Professor Kausik Ray joined Imperial College as Professor of Public Heath, Department of Primary Care and Public Health, School of Public Health in Feb 2015. A clinical cardiologist by training Professor Ray received his medical education (MB ChB, 1991) at the University of Birmingham, his MD (2004) from the University of Sheffield, a postdoctoral fellowship at Harvard Medical School (2004-2005) an MPhil in epidemiology (2007) from the University of Cambridge and was Chair in Preventive Cardiology at St Georges University of London from 2010.
Professor Ray’s research interests focus on the prevention of cardiovascular disease using observational methods and intervention studies including large trials. Recently Professor Ray has established the first global registry of Familial Hypercholesterolaemia in conjunction with the European Atherosclerosis Society (EAS) called the FH studies collaboration (FHSC) and is PI for the TOGETHER study looking at cardiometabolic risk factors and clinical outcomes in approximately 250 000 people using electronic health records in London.

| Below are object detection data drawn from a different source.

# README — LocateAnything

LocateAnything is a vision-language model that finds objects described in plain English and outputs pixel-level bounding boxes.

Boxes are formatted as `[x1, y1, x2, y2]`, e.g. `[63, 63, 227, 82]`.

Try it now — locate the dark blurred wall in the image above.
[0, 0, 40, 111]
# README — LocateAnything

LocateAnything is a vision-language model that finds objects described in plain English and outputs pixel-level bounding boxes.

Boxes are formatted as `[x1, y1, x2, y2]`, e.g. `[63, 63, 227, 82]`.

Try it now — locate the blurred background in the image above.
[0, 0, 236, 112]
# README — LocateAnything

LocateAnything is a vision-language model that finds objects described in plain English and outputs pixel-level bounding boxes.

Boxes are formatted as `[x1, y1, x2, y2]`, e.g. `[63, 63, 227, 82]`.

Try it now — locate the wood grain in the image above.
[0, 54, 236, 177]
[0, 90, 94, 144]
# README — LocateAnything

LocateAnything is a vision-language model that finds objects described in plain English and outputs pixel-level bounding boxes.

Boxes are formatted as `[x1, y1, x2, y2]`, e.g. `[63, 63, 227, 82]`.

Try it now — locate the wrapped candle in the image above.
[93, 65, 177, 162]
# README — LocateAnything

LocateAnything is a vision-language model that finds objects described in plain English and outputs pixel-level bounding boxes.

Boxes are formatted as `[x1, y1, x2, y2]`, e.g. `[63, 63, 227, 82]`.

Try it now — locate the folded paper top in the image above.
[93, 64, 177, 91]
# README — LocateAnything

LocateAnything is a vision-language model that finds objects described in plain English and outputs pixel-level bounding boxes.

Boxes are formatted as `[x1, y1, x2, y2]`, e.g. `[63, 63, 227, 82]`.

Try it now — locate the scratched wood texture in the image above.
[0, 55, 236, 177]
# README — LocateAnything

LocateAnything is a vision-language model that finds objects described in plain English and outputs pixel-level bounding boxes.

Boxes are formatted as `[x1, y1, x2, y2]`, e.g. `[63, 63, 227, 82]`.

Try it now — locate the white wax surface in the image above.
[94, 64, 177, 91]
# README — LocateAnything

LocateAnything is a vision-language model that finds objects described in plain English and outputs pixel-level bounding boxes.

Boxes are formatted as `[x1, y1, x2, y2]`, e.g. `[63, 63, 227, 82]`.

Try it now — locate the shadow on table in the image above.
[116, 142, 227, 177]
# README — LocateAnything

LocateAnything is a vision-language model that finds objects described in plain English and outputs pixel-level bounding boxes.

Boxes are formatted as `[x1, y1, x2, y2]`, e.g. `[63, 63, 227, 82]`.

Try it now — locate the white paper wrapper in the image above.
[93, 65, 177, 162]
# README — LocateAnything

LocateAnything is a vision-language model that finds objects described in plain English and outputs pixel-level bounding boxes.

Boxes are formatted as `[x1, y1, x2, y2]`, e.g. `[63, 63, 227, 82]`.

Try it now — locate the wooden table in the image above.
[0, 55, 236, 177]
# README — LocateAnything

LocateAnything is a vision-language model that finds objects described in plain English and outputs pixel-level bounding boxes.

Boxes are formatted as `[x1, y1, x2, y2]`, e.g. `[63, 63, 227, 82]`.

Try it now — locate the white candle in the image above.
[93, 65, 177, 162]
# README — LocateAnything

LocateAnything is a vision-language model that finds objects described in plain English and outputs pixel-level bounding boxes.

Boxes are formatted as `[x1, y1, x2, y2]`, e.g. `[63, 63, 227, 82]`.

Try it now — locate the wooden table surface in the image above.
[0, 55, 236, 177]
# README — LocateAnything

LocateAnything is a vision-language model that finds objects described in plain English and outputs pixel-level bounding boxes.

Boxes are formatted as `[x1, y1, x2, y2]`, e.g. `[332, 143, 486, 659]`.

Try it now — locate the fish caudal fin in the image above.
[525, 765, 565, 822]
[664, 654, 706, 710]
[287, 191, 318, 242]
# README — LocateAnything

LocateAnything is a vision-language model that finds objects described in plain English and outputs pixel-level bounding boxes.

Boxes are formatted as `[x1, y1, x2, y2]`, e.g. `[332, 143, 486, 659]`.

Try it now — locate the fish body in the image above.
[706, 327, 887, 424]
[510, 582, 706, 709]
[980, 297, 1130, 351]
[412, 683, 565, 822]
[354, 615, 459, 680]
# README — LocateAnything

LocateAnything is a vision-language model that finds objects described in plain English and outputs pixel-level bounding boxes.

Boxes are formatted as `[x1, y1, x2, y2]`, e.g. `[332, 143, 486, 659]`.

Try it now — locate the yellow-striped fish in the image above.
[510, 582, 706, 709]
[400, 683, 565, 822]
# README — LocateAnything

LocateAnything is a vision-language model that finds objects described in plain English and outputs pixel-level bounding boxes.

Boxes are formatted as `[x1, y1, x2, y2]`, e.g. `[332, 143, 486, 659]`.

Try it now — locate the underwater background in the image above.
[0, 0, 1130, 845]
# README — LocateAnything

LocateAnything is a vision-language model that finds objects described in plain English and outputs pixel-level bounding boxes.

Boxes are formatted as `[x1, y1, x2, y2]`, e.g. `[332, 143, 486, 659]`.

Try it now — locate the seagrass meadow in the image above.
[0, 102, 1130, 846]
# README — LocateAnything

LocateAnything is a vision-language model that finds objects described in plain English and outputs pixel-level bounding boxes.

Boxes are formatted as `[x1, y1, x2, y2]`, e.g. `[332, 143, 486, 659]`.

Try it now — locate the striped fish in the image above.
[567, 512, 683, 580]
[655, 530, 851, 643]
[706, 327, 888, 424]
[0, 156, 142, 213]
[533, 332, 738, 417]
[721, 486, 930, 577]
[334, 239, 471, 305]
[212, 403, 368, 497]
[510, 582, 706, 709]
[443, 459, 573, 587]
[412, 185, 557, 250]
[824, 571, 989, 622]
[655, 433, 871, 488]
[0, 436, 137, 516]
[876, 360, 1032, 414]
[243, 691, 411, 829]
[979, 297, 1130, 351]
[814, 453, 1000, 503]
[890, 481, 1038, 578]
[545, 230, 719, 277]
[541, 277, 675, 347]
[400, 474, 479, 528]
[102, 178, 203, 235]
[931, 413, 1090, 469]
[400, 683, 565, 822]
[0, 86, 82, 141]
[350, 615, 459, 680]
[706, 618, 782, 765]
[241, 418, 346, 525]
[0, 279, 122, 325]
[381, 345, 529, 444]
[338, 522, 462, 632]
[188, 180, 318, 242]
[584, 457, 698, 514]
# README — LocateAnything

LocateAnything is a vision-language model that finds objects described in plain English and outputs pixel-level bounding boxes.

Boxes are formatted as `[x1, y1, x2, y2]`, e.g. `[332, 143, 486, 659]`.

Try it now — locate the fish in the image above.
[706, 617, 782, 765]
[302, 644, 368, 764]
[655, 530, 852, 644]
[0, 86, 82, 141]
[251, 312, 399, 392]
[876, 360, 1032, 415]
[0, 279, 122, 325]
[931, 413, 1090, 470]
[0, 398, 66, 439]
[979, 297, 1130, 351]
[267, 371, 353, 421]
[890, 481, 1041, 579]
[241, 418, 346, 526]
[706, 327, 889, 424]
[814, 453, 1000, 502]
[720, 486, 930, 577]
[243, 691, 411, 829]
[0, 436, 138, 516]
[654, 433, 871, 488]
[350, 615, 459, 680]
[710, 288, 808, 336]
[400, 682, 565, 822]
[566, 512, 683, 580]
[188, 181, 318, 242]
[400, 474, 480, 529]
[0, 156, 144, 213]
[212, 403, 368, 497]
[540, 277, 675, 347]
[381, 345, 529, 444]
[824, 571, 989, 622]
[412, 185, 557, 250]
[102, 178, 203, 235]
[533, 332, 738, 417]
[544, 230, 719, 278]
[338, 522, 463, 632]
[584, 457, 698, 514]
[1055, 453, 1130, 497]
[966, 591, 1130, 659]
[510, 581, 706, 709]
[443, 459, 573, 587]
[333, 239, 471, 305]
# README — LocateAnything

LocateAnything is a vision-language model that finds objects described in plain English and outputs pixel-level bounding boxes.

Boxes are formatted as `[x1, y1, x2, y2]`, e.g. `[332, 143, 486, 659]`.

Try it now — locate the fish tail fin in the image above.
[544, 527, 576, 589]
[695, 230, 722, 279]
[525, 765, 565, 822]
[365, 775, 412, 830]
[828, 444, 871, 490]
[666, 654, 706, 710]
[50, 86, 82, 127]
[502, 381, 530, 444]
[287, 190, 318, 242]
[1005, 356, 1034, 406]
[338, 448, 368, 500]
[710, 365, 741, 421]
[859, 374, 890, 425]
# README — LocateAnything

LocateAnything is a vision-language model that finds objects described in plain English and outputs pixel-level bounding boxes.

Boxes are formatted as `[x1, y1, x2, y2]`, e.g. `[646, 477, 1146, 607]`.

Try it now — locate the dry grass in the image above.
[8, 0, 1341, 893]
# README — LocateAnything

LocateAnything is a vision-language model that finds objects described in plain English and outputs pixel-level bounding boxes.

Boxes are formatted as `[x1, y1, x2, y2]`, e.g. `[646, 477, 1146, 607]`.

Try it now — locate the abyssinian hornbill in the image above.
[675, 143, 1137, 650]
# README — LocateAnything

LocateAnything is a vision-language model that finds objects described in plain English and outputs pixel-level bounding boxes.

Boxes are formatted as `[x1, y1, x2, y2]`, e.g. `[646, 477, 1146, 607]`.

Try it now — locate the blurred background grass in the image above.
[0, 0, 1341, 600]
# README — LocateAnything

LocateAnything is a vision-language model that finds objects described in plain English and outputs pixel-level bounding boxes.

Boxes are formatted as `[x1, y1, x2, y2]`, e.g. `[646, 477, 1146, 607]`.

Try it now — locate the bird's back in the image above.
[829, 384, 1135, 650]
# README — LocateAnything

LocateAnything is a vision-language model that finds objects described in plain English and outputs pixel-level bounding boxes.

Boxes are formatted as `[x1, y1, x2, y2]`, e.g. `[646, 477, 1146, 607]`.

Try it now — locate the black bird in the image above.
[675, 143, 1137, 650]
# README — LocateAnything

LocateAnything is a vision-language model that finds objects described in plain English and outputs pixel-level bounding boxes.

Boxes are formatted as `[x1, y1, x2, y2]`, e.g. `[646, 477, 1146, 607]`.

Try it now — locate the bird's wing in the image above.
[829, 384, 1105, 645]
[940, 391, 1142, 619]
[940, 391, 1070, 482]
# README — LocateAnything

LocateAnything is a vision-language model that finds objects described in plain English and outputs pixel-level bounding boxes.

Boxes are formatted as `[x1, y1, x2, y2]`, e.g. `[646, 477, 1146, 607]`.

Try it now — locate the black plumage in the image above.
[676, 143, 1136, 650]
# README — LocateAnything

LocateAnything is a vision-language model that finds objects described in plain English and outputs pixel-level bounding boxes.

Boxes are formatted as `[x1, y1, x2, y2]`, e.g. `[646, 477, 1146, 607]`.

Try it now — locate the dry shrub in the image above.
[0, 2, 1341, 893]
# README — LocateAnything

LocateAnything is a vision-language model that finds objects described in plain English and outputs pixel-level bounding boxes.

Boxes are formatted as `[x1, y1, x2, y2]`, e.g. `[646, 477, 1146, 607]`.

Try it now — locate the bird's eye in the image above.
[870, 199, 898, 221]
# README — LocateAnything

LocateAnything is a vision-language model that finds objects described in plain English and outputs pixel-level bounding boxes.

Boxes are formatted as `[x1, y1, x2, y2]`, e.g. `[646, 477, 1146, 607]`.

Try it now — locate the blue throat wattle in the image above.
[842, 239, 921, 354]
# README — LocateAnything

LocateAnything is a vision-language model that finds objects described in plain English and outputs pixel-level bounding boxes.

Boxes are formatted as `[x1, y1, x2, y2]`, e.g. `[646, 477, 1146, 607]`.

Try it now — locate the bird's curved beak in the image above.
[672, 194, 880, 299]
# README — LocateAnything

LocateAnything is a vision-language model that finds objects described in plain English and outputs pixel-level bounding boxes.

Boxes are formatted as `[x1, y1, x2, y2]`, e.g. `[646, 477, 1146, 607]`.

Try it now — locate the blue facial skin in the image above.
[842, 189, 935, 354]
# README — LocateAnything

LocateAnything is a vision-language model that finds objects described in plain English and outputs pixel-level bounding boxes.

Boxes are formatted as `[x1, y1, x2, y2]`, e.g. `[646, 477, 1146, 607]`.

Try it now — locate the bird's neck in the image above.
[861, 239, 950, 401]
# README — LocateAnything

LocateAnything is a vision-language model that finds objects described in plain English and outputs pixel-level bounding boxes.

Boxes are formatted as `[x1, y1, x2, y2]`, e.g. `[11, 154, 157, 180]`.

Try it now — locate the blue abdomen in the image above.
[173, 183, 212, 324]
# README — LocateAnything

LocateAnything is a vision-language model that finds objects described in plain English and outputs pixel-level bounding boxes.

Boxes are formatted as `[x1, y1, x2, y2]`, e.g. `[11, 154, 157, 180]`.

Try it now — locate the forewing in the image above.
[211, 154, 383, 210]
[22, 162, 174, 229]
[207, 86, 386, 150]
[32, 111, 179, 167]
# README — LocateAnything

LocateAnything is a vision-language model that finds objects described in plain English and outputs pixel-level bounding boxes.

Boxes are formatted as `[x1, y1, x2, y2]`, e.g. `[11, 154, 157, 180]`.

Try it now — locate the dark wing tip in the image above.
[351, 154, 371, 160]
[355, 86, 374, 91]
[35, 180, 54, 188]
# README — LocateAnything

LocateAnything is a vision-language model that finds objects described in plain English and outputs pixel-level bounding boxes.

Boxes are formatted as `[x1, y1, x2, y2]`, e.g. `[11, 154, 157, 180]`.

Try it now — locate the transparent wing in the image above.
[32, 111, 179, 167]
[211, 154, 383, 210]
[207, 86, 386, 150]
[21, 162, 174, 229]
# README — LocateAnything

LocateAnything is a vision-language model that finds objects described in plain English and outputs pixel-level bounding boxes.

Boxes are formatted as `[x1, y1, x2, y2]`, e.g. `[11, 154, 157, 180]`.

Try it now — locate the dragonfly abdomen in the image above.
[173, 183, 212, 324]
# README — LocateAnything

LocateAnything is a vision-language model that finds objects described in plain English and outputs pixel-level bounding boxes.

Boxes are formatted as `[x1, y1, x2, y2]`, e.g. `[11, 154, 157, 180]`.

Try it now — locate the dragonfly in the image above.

Globally a child is born every minute with familial hypercholesterolaemia (FH) the commonest autosomally dominant condition known to man with a prevalence of about 1:200- 1:250. This results in lifetime elevations in low density lipoprotein cholesterol (LDL-C) resulting in premature morbidity and mortality from vascular disease. This condition can be treated by screening and early treatment with statins and other lipid lowering therapies. At the European Atherosclerosis Society Congress 2015 in Glasgow (http://eas.org), Professor Ray will launch the EAS FHSC, a global registry to harness information on the detection, management and clinical consequences of current practice on clinical outcomes. The mission statement is outlined below and for full details of the FHSC activities please see http://www.eas-society.org/fhsc.aspx
“The mission of the EAS FHSC is to empower the medical & global community to seek change in their respective countries or organizations regarding how FH is detected and managed, with a view to promoting early diagnosis and more effective treatment of this condition. Through international collaboration of stakeholders we aim to generate large scale robust data on how FH is detected, managed and the clinical consequences of current practice on outcomes.”